Viral-based gene therapy clinical trials for immune deficiencies and blood disorders from 2013 until 2023 - an overview

Abstract

Gene therapy (GT) as a groundbreaking approach holds promise for treating many diseases including immune deficiencies and blood disorders. GT can benefit patients suffering from these diseases, especially those without matched donors or who are at risk after hematopoietic stem cell transplantation (HSCT). Due to all the advances in the field of GT, its main challenge is still gene delivery. Generally, gene delivery systems are categorized into two types depending on utilized vectors: non-viral and viral. Viral vectors are commonly used in GT because of their high efficiency compared to non-viral vectors. In this article, all clinical trials on viral-based GT (with the exclusion of CRISPR and CAR-T cell Therapy) in the last decade for immune deficiencies and blood disorders including Severe combined immune deficiency (SCID), Wiskott-Aldrich syndrome (WAS), Chronic granulomatous disease (CGD), Leukocyte adhesion deficiency (LAD), Fanconi anemia (FA), Hemoglobinopathies, and Hemophilia will thoroughly be discussed. Moreover, viral vectors used in these trials including Retroviruses (RVs), Lentiviruses (LVs), and Adeno-Associated Viruses (AAVs) will be reviewed.

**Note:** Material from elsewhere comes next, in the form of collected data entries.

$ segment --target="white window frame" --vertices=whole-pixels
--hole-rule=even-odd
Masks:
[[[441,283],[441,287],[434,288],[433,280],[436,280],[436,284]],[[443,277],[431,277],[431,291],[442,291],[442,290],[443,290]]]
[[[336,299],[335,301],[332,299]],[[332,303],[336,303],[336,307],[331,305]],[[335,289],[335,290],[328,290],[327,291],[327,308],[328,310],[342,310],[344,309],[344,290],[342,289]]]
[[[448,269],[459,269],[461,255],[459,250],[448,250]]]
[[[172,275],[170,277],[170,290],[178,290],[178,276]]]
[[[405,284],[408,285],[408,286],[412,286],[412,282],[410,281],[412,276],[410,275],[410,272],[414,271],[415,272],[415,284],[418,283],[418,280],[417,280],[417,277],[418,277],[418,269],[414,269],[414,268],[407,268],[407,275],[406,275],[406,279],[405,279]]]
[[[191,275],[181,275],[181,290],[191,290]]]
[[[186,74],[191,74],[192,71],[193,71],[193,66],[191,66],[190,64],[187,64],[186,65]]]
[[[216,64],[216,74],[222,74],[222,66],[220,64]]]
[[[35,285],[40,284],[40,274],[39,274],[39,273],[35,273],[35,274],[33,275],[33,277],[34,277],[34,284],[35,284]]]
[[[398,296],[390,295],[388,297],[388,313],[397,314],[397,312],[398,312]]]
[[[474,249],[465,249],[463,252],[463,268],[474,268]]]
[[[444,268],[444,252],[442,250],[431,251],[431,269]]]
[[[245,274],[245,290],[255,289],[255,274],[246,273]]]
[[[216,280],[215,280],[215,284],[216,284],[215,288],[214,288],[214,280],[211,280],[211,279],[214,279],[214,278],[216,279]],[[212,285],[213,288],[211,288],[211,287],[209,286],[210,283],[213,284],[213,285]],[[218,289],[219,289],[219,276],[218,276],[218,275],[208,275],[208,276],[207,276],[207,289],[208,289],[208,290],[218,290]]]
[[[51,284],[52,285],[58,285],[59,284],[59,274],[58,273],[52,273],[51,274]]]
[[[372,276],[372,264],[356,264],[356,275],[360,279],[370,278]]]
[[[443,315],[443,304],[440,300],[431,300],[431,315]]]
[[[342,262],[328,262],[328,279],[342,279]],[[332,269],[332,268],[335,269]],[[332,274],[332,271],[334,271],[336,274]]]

This review provides a concise overview of traditional treatments for the mentioned disease and precise details of their viral-based GT clinical trial studies in the last decade, then presents the advantages, disadvantages, and potential adverse events of GT. In conclusion, this review presents GT as a hopeful and growing field in healthcare that could offer cures to diseases that were previously thought to be untreatable.